Ne esiste più di una, perché la mia cucina è tendenzialmente semplice, dai sapori netti e decisi. Potrei citare L’uovo perfetto in leggera panatura, asparagi e parmigiano liquido. I vini naturali li abbiamo sempre in carta, e quindi si può scegliere se abbinare un bianco aromatico, uno spumante o un rosato.
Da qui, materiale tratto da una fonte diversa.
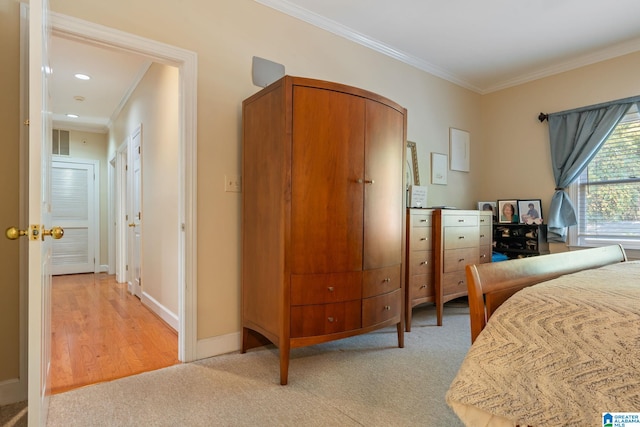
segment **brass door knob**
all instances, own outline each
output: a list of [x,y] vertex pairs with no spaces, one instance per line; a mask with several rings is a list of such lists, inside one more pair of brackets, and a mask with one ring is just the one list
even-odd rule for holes
[[42,229],[42,240],[44,240],[44,236],[51,236],[54,239],[58,240],[61,239],[62,236],[64,236],[64,230],[62,229],[62,227],[52,227],[51,230],[45,230],[44,228]]
[[16,240],[18,237],[26,236],[29,234],[29,230],[18,230],[18,227],[9,227],[4,232],[9,240]]

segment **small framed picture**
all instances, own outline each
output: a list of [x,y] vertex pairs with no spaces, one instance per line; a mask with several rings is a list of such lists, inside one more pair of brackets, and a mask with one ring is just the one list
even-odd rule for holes
[[520,222],[517,200],[498,200],[498,222],[502,224]]
[[497,209],[496,202],[478,202],[479,211],[491,211],[493,212],[493,219],[496,219]]
[[542,224],[542,204],[540,199],[518,200],[520,224]]

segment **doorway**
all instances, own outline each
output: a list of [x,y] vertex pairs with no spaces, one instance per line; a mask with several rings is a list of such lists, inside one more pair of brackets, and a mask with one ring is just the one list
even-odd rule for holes
[[[177,233],[178,256],[177,270],[177,319],[178,359],[183,362],[196,358],[196,235],[195,235],[195,184],[196,184],[196,55],[193,52],[174,48],[153,40],[144,39],[118,30],[105,28],[52,13],[50,23],[54,36],[72,38],[95,46],[120,49],[144,56],[159,64],[176,67],[179,73],[178,98],[176,110],[179,117],[180,132],[176,138],[176,150],[180,162],[176,173],[180,186],[175,200],[177,209],[174,227]],[[144,197],[144,195],[143,195]],[[113,212],[113,192],[109,195],[109,212]],[[115,232],[112,224],[108,227],[109,253],[115,245]],[[111,258],[111,257],[109,257]],[[111,267],[110,267],[111,268]]]

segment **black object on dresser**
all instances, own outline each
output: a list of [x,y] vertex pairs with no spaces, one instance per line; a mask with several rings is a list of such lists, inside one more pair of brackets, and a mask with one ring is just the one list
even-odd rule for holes
[[549,254],[546,224],[494,224],[493,250],[509,259]]

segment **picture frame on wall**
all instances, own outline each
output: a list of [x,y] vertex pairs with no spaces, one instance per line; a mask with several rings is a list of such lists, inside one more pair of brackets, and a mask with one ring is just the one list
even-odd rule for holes
[[420,172],[418,171],[418,149],[416,143],[407,141],[407,188],[412,185],[420,185]]
[[469,172],[470,155],[470,135],[469,132],[449,128],[449,158],[452,171]]
[[431,153],[431,183],[447,185],[447,155]]
[[520,222],[517,199],[498,200],[498,222],[501,224],[517,224]]
[[540,199],[518,200],[520,224],[542,224],[542,201]]

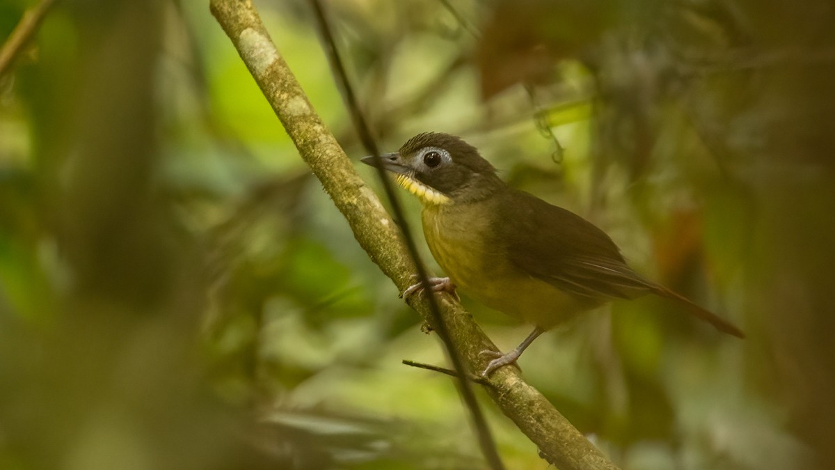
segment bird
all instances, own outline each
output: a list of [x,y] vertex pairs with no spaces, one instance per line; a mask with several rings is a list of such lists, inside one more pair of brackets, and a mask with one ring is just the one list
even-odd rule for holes
[[[655,294],[675,301],[716,330],[738,338],[727,320],[640,276],[612,239],[592,222],[509,186],[460,137],[424,132],[397,152],[361,160],[393,174],[420,200],[423,234],[446,278],[433,291],[460,289],[476,301],[532,324],[515,349],[492,357],[481,375],[515,363],[544,331],[615,299]],[[418,282],[404,296],[422,290]]]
Perché sono così socievoli da non temere nessun confronto: a tavola mi hanno servito anche un Aglianico “Antelio” 2015, di Camerlengo, che poteva socializzare con una vasta selezione di carni e formaggi stagionati, se messo alla prova. Ma dopo la quarta edizione di “Io bevo così” la prova più importante la deve fare il consumatore, e scegliere se bere etico, responsabile, socievole - senza sacrificare il gusto e valorizzando gli abbinamenti. Il mercato può dire una parola determinante, quando si tratta di stabilire “come” bere e, analizzando la tendenza degli ultimi anni, sembra abbia pronunciato una chiara parola di condanna: basta con gli eccessi chimici, in vigna come in cantina.